Zwischen zwei Sommern

ich fühle mich gelegentlich etwas unverstanden

Wenn ich sage, ich hasse die Menschen, dann klingt das viel schlimmer, als es gemeint ist, und dann klingt das verletzend. Fakt ist, ich stufe nicht gern ab und ich verwende nur Liebe und Hass und nichts dazwischen. Ich liebe dich, wenn du mir etwas bedeutest, ich hasse dich, wenn du mir nichts bedeutest. Wenn ich sage, ich hasse die Menschen, dann meine ich: sie bedeuten mir nichts.

Die Menschen bedeuten mir nichts und dennoch schmerzt es, wenn sie gehen. In der Einsamkeit schmerzt das zusätzliche Alleinsein nunmal. Aber die Logik und die Akzeptanz sind stärker als der Schmerz, denn es ist logisch und abzusehen, dass sie gehen, sobald sie verstanden haben, dass sie mir nichts bedeuten. Ich hasse sie also nicht dafür, dass sie gehen, ich hasse sie, weil sie mir nichts bedeuten und nie etwas bedeutet haben, ich mache also niemanden dafür verantwortlich, weder sie, noch mich, ich bin vielmehr meist erstaunt, wie lange sie es ausgehalten haben mit mir, und wie lang ihnen die mühevoll vorgetäuschte Liebe (die Bedeutsamkeit) ausgereicht hat.
Dennoch macht es mich traurig, weil es natürlich auch angenehm ist, sie um mich herum zu haben, und es gut tut, zu wissen, dass sie gern um mich herum sind, auch wenn das anstrengend ist und unnütz und die Endlichkeit von vorneherein absehbar.

Fakt ist, alles ist gut und sinnvoll so, wie es ist, und es schmerzt nicht mehr oder weniger, wenn es sich verändert, der Schmerz wird lediglich akut anstatt unterschwellig.

T. hasse ich tatsächlich, aber nicht dafür, dass er gegangen ist, sondern lediglich dafür, dass er versprochen hatte, nicht zu gehen.
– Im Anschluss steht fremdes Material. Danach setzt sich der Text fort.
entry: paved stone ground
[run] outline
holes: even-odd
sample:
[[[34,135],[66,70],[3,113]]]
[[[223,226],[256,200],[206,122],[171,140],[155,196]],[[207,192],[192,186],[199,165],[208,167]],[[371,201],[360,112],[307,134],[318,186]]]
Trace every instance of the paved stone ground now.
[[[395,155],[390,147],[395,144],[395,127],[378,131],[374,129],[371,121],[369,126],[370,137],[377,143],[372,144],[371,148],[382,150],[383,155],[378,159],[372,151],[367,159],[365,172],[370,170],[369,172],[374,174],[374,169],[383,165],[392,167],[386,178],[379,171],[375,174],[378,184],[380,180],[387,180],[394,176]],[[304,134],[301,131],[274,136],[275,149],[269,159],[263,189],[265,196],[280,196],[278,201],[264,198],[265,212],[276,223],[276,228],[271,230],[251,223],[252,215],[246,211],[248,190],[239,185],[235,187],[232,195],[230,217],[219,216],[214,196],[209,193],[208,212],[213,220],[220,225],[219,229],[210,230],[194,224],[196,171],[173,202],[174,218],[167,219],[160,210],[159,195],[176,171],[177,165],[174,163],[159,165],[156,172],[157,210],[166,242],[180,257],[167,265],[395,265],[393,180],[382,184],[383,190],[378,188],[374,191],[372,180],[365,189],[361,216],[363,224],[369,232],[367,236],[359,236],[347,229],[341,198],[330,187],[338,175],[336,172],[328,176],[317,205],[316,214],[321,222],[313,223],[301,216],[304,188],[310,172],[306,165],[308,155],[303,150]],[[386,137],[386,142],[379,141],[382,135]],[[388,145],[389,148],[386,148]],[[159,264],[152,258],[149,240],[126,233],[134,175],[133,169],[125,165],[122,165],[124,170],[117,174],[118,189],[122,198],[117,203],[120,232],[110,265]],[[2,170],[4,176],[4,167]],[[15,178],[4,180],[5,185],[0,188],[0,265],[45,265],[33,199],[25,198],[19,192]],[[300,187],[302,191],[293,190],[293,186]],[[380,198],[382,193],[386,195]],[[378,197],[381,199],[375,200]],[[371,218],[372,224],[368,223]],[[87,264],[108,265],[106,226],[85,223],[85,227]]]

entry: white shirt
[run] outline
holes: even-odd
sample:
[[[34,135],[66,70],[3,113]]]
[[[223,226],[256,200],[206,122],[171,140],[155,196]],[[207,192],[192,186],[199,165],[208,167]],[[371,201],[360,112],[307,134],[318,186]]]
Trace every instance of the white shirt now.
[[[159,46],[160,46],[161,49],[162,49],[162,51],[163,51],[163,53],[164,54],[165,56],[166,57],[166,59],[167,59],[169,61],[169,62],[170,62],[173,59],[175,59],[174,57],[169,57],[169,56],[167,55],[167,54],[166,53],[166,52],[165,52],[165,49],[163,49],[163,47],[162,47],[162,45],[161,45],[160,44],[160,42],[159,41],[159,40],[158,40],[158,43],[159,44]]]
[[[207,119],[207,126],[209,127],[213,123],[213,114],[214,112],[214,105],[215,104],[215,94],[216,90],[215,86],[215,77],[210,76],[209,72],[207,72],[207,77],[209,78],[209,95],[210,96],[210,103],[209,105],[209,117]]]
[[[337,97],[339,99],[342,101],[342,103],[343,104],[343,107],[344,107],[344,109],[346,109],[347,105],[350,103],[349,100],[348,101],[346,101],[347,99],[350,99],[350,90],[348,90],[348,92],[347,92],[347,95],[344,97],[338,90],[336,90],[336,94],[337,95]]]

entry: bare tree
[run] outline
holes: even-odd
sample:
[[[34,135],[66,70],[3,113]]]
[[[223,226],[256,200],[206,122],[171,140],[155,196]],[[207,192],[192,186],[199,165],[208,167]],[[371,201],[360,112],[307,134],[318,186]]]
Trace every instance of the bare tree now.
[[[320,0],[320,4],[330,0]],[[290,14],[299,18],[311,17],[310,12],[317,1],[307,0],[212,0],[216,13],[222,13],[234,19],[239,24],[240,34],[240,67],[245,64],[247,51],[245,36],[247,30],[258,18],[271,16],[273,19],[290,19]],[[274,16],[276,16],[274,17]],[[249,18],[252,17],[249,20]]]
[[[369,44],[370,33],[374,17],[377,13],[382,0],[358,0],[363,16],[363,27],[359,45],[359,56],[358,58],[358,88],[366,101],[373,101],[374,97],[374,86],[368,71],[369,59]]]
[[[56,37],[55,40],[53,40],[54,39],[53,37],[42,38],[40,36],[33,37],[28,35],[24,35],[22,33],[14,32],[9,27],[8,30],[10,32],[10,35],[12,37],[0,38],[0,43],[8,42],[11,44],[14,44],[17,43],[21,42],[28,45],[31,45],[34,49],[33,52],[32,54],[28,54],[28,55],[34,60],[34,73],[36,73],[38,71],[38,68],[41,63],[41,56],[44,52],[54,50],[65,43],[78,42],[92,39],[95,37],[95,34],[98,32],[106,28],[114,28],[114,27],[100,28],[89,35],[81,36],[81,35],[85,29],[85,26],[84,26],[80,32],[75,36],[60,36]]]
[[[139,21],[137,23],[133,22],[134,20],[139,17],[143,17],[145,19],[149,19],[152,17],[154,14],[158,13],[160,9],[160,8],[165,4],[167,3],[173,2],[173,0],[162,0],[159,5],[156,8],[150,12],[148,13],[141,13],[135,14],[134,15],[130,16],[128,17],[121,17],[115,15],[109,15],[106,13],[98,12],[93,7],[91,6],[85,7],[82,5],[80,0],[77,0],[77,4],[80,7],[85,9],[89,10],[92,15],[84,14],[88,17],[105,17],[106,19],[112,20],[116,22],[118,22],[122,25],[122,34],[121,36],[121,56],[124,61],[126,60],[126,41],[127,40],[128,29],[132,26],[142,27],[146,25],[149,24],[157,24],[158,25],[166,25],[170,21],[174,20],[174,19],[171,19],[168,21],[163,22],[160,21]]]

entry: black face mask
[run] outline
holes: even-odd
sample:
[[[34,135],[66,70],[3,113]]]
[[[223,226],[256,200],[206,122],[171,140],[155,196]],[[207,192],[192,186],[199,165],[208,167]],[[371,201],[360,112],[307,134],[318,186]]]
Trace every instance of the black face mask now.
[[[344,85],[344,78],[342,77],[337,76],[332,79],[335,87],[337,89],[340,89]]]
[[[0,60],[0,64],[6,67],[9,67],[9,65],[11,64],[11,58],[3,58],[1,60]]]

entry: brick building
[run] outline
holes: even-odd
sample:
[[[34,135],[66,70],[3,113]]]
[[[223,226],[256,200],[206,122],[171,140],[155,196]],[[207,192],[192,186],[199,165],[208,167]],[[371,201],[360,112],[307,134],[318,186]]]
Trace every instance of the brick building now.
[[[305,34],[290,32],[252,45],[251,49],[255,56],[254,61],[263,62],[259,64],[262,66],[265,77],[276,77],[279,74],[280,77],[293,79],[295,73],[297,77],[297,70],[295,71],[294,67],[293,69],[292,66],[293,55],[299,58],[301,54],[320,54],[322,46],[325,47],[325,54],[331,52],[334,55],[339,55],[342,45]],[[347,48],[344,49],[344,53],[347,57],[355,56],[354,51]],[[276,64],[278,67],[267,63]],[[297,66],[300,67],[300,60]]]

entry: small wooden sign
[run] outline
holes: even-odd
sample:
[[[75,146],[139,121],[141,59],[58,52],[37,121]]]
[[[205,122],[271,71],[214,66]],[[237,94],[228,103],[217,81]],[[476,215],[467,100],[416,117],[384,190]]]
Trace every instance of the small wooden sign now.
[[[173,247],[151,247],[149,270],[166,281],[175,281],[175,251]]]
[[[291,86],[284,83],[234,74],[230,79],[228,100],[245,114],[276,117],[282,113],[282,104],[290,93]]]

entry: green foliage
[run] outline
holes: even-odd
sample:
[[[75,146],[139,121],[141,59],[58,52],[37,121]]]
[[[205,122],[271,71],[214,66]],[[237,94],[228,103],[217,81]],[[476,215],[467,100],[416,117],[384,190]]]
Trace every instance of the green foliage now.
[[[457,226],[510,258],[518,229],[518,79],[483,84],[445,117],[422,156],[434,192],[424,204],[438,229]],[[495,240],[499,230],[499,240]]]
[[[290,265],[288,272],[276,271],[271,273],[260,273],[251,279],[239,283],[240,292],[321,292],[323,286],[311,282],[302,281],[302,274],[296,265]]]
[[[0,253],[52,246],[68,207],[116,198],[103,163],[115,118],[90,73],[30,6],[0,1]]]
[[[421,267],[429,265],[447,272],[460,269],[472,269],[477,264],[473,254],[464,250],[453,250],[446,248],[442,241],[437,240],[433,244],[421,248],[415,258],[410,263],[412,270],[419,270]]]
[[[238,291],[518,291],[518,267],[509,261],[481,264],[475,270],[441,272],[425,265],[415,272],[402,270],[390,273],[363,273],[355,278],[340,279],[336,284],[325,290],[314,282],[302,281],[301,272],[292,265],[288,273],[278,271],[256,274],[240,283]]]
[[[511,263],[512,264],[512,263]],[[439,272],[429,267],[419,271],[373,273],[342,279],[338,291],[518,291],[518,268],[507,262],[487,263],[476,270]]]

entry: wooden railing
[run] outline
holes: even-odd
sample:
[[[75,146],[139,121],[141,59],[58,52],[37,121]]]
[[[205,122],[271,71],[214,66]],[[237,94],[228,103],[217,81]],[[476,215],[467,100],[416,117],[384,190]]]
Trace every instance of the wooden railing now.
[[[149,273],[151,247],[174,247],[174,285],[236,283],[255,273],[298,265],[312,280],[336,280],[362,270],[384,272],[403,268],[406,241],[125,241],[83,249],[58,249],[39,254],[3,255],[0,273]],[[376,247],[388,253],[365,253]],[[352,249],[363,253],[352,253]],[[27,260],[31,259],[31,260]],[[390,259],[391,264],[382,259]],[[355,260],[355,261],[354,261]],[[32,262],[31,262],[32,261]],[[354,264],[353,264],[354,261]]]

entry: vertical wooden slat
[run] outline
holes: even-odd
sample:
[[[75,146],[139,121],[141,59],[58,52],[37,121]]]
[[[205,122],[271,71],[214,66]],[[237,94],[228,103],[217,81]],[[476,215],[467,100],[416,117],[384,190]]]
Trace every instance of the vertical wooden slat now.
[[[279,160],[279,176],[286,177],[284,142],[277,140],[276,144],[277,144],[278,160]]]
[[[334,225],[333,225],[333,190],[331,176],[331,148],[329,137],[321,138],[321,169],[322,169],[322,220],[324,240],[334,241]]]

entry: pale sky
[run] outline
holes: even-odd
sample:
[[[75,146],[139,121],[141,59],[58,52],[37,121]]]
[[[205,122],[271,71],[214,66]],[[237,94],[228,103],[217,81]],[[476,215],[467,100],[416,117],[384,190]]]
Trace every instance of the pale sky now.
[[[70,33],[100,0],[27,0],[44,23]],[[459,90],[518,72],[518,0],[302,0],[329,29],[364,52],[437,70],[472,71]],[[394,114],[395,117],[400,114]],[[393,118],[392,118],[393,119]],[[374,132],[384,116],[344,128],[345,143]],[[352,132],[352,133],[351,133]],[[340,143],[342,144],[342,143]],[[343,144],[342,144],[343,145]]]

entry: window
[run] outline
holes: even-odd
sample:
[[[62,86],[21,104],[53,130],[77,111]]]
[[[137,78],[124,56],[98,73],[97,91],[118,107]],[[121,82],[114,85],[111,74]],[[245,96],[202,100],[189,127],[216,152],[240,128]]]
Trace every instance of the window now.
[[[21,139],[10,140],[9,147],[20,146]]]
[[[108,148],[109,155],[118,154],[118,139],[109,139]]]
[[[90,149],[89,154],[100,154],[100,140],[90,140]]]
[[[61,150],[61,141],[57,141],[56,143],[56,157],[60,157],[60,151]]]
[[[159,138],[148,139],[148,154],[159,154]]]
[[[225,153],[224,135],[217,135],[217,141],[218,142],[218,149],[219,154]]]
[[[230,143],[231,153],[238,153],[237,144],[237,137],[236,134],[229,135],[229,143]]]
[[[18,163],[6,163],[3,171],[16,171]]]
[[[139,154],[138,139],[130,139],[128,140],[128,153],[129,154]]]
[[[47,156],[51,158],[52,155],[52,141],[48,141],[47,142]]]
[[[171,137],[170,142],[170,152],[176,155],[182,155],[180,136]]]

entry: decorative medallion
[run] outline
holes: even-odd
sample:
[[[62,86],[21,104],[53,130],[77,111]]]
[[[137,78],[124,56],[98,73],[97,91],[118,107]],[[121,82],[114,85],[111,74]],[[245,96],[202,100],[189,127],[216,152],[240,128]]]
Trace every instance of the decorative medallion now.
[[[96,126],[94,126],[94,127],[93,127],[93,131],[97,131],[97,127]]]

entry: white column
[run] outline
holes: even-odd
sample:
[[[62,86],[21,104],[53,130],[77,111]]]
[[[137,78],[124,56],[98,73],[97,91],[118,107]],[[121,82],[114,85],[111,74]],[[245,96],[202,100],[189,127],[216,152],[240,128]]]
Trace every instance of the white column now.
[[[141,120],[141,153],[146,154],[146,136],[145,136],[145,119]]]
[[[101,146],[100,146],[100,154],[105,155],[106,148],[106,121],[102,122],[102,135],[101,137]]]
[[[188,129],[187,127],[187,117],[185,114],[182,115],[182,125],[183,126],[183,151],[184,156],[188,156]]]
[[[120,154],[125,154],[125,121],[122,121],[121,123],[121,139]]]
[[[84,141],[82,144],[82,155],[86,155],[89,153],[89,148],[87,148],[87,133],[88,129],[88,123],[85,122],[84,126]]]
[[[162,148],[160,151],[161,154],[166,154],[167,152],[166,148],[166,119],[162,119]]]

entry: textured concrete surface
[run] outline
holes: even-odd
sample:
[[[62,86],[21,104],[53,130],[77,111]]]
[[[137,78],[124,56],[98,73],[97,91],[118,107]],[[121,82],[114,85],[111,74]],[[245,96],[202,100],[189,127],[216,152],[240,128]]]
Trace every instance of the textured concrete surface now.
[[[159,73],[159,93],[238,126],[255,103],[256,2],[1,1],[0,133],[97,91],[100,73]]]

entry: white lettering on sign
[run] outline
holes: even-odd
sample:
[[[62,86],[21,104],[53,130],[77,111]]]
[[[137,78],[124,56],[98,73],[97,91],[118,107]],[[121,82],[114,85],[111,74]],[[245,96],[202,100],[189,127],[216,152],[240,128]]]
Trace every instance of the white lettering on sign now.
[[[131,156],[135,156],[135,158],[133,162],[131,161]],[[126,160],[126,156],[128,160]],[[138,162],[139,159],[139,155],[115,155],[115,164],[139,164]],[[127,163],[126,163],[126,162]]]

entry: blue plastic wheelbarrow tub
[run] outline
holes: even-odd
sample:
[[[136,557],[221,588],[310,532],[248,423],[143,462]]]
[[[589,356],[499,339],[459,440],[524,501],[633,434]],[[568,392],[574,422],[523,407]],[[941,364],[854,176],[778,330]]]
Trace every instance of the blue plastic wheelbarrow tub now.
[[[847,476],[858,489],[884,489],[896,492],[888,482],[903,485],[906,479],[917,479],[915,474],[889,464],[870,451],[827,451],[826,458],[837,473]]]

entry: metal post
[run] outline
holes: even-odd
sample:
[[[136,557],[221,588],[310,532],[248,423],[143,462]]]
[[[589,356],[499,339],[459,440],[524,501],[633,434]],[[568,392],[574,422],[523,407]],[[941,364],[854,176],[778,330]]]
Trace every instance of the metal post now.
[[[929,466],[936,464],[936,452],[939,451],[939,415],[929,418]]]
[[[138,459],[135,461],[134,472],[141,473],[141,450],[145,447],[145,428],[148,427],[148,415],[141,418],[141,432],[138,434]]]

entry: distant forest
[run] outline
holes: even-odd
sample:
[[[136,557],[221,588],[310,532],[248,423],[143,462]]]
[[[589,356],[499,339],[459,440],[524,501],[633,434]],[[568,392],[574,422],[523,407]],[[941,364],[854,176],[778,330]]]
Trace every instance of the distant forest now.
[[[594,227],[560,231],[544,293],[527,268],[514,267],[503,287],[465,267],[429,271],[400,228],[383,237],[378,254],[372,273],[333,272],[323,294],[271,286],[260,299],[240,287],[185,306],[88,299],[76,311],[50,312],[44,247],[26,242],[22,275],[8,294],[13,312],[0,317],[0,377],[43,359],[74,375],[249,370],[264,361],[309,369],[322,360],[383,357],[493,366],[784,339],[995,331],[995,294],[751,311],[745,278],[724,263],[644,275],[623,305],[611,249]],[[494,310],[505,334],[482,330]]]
Ich hasse ihn für seine leichtsinnige Aussage, für diese Unbedachtheit, und ich hasse mich dafür, ihm geglaubt zu haben. Und ein bisschen hasse ich ihn dafür (oder mich), dass ich nicht fähig bin Worte zu finden, die genau das ausdrücken, so dass er es versteht. Es war abzusehen, dass "wir" irgendwann nicht mehr existieren würden, und seine Zuversicht ins Gegenteil hat mich von meinem Pfad der logischen Betrachtung der Dinge abgebracht und mir Hoffnung geschenkt, wo keine hätte sein sollen, und nur deshalb war der Schmerz so absurd größer als bei jeder anderen Trennung. Einzig und allein für das gebrochene Versprechen hasse ich ihn.

Die Menschen bedeuten mir nichts und auch sonst nichts bedeutet mir etwas, und ich lebe nur noch, weil ich der festen Überzeugung bin, es gäbe irgendwann in meinem Leben etwas, das mir tatsächlich etwas bedeuten wird. Zuversicht macht stark. Stärke macht zuversichtlich. Ich glaube, ich bin wahnsinnig stark. Ich glaube, die meisten Menschen begreifen gar nicht, wie absurd stark ich geworden bin.

Ich glaube auch, dass meine Angewohnheit, nichts als wertvoll zu erachten (als wert geliebt zu werden) in meinem Herzen die ganze Liebe behält, und während der anstrengenden Abgabe von Höflichkeitsliebe an all die Menschen, die mir nichts bedeuten, sammelt sich immer mehr Liebe in meinem Herzen, und irgendwann - ich weiß das, und derjenige kann sich verdammt glücklich schätzen (auch wenn ich nicht weiß, ob das dann begreifbar ist, aber ich glaube, wenn ich wirklich liebe, ist mir egal, ob das vollends begriffen wird, solang das Begreifen für genug Liebe mir gegenüber ausreicht) - irgendwann ist irgendjemand oder irgendetwas all diese Liebe wert, und dann. Dann. Dann werd ich glücklich sein.

Ich bin zuversichtlich. Ich bin stark. Gute Nacht.